Management of IJV phlebectasia depends on symptoms, cosmetic concerns, and the presence of complications. In asymptomatic cases, conservative management with observation as the standard approach, as the condition is benign and the risk of complications is low. Surgical intervention (such as excision of the dilated segment or ligation of the IJV) is generally reserved for patients with significant cosmetic deformity, thrombus formation, or rare compressive symptoms. 23 Prognosis is excellent, with most conservatively managed cases showing no progression or adverse outcomes during long-term surveillance.24,25
Conclusion
Internal jugular vein phlebectasia is a rare, benign vascular anomaly that should be considered in the differential diagnosis of dynamic neck swellings, particularly those that enlarge during Valsalva.
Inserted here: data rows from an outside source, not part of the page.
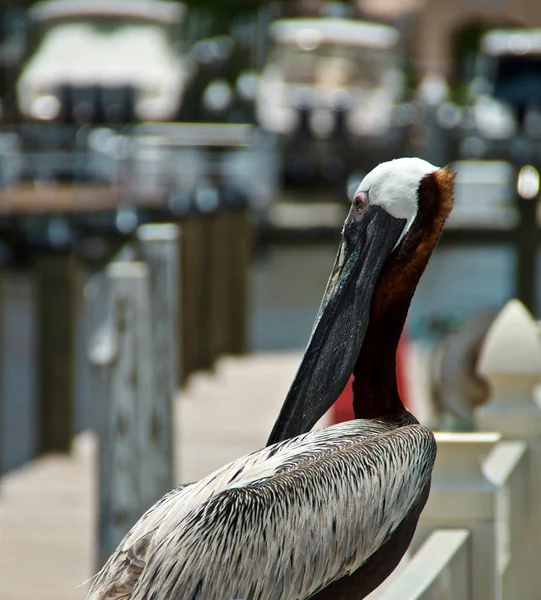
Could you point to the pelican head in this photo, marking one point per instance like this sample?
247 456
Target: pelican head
393 225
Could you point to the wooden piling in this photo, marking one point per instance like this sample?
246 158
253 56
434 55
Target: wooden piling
56 301
127 490
159 250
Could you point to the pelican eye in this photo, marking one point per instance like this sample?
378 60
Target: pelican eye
360 201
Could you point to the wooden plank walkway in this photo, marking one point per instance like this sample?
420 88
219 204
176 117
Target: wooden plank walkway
47 509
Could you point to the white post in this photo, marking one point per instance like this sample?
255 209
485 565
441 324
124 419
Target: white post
441 569
462 497
511 362
127 482
159 250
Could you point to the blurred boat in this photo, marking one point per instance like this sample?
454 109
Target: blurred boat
105 61
329 91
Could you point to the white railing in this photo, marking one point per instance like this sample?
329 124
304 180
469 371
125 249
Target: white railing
479 537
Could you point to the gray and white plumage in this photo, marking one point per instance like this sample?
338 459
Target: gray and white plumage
280 523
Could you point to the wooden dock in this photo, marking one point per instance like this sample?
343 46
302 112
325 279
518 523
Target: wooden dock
48 508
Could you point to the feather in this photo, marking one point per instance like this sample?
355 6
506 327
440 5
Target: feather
282 522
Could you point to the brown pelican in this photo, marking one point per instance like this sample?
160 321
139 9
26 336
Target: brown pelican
327 513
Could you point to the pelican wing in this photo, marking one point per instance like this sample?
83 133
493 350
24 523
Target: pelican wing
283 522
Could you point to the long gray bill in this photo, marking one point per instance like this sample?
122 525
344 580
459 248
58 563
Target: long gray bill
341 323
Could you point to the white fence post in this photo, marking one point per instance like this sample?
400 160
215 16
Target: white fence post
123 346
440 570
159 250
511 362
462 497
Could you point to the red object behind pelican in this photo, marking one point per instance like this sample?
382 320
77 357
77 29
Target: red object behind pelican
342 409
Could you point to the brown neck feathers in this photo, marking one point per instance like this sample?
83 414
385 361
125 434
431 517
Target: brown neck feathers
375 392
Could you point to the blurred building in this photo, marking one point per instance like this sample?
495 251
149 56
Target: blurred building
434 26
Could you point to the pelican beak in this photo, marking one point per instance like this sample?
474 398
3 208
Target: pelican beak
367 241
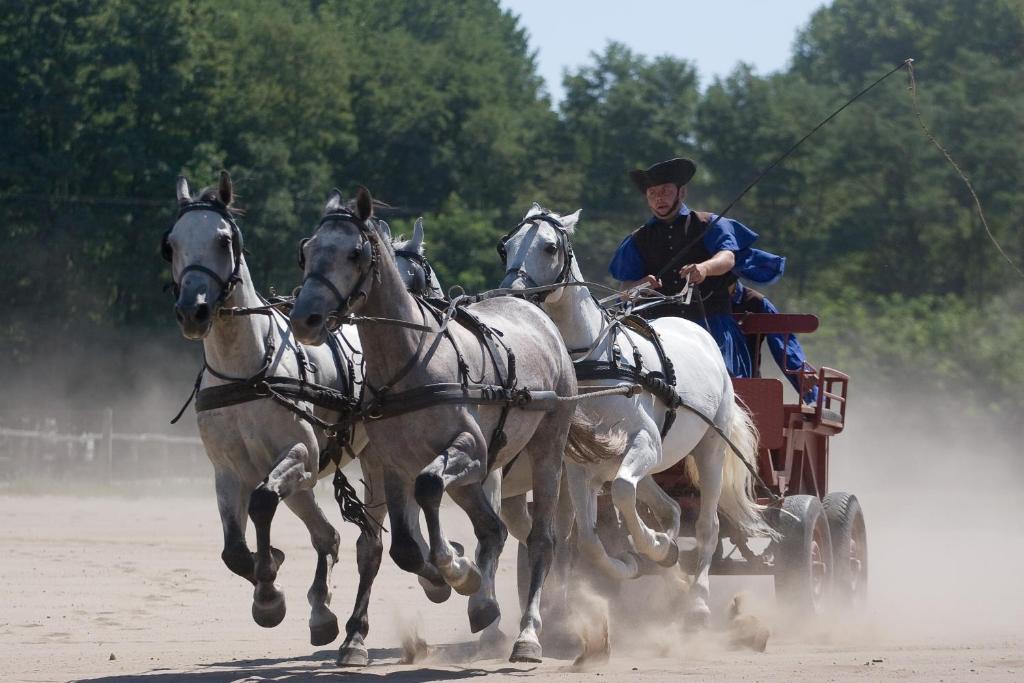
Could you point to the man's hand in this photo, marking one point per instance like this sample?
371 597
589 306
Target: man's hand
696 271
650 282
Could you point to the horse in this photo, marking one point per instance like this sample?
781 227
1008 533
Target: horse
429 435
538 253
506 488
262 451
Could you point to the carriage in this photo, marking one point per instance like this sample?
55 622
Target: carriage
821 552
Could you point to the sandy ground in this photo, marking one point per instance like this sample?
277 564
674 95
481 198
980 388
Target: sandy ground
117 589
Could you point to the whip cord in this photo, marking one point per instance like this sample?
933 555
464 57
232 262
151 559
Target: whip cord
912 87
674 263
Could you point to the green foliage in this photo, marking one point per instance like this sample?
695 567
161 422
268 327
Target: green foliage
438 109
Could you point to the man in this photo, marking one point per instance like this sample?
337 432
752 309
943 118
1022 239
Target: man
785 349
713 256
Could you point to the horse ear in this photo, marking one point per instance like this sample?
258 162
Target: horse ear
225 191
569 221
334 201
364 203
181 187
417 242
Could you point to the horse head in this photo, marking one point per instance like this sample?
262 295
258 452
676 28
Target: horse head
205 250
538 252
340 263
410 258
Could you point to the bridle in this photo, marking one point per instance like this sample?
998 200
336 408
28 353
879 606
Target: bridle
564 246
369 263
421 282
226 286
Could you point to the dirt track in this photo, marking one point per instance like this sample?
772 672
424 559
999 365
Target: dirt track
140 580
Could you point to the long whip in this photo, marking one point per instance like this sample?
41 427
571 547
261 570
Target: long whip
676 262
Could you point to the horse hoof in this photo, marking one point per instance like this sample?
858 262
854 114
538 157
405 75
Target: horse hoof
672 557
353 655
483 614
324 633
525 651
471 582
269 614
436 593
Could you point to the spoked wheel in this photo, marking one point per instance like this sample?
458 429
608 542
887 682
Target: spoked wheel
849 536
804 559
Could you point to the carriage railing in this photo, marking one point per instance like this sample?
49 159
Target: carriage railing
829 407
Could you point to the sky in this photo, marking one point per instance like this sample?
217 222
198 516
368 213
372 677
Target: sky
715 34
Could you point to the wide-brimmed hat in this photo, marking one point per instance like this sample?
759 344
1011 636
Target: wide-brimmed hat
678 171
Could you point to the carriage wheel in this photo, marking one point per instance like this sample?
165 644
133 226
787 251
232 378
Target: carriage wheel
804 558
849 536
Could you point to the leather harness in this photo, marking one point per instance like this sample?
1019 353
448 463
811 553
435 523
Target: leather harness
662 383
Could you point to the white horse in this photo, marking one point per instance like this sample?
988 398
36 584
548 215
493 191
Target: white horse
428 447
261 452
539 253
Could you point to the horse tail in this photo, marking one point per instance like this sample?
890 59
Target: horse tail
738 502
588 442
Although most described in children, it can also present in adults, as in the present patient case. Sonography with color Doppler remains the diagnostic modality of choice, allowing confirmation of venous origin, assessment of dynamic changes, and exclusion of thrombus or extrinsic compression. Given its characteristically asymptomatic nature and favorable long-term outlook, a conservative approach involving periodic observation is the recommended management strategy for most patients; surgical intervention is indicated only for significant cosmetic deformity or the development of complications. The significance of this patient case lies in its status as the first reported instance of right IJV phlebectasia in a Yemeni adult. This contribution to the limited regional literature underscores the necessity for clinician familiarity with this entity to preclude unnecessary and invasive diagnostic interventions.
Footnotes
Declaration of Conflicting Interests
The authors declared no potential conflicts of interest with respect to the research, authorship, and/or publication of this article.
Funding
The authors received no financial support for the research, authorship, and/or publication of this article.
Informed Consent
Verbal informed consent was obtained from the subject before the release of the report for review.
Ethics Approval
Ethical approval was not sought for the present study because all patient information was de-identified.